Als Aufsichtsbehörde fungiert die zuständige Magistratsabteilung (Wien) bzw. Bezirkshauptmannschaft (Bundesländer). Ihr gegenüber ist das laufende Erfüllen der gesetzlichen Pflichten zu belegen, sie führt Kontrollen durch, sie sanktioniert bei Verstößen. Bedenken Sie, dass die Behörde verhängte Sanktionen auf ihrer Internetseite fünf Jahre lang veröffentlichen muss. Ein eventueller Reputationsschaden ist dann noch das geringste Übel.
Erfüllungsgehilfe vs. Eigenverantwortung
Finanzberater, die sowohl Wertpapiere als auch Lebensversicherungen vermitteln, müssen je nach Geschäftsfall unterscheiden, in wessen Verantwortlichkeit sie handeln: in jener des Haftungsdaches, oder in ihrer eigenen.
Das heißt auch, dass sie Verdachtsfälle, die im Rahmen der Wertpapiervermittlung auftreten, an das Haftungsdach melden – und nicht via goAML direkt an die Geldwäschemeldestelle A-FIU. Genau umgekehrt verhält es sich bei der LV-Vermittlung: Verdachtsfälle, die dabei auftreten, melden Finanzberater eigenverantwortlich und direkt via goAML an die A-FIU. Wird das verwechselt, handelt es sich genau genommen einen Meldeverstoß, der sanktioniert werden kann.
Holen Finanzberater – und sei es in bester Absicht, weil sie ihrem Haftungsdach die Arbeit erleichtern wollen – für einen Wertpapier-Firmenkunden einen WiEReG-Auszug aus dem Register ein, begehen sie einen Gesetzesverstoß. Denn die Einsicht in das Register ist ausschließlich im Rahmen der Anwendung der Sorgfaltspflichten erlaubt – und diese liegen im Wertpapiergeschäft beim Haftungsdach.

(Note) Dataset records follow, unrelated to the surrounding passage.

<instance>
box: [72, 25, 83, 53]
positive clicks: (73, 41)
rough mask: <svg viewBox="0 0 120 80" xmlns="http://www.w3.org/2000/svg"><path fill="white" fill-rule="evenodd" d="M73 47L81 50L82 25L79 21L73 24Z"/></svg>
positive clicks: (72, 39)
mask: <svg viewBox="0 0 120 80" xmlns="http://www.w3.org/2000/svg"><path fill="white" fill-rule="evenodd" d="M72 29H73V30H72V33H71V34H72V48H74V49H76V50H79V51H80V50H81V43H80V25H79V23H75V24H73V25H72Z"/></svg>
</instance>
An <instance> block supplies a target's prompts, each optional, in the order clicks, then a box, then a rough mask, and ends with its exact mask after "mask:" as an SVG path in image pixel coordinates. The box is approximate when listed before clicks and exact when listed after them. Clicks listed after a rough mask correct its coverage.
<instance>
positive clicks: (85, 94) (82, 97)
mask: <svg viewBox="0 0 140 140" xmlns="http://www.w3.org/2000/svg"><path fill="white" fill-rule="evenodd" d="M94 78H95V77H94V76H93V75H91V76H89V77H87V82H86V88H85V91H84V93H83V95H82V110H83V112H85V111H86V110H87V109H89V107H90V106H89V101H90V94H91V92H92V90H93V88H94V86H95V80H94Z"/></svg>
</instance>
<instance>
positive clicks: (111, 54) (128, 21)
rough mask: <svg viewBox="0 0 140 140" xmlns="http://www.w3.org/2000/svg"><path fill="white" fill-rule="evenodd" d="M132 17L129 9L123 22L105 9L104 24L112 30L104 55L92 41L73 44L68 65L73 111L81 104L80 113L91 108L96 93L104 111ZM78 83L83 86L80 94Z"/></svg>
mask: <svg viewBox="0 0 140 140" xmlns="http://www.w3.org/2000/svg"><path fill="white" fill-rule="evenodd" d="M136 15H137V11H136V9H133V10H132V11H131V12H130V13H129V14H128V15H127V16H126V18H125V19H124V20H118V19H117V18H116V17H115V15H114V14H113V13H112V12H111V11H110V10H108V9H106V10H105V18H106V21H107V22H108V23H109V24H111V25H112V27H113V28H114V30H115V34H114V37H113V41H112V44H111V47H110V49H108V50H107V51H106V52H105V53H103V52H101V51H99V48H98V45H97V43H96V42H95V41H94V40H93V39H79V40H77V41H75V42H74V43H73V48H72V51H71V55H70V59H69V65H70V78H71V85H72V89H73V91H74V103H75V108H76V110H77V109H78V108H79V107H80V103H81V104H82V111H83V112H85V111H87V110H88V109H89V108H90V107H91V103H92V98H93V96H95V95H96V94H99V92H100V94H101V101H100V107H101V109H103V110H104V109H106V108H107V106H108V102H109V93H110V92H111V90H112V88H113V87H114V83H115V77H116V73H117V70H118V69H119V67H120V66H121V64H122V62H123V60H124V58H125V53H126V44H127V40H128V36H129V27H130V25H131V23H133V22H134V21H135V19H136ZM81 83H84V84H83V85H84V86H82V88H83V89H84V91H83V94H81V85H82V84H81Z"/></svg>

Fazit: Einzelfallbetrachtung ist unverzichtbar!
Ja, zugegeben, im Wertpapiergeschäft quasi mit der linken Gehirnhälfte zu denken und bei der LV-Vermittlung mit der rechten, macht die Praxis nicht einfacher. Zumal diese Unterschiede auch allen relevanten Mitarbeitern klar sein müssen. Es führt aber kein Weg daran vorbei. Gesetzesverstöße und ggf. Sanktionen wären die Folge.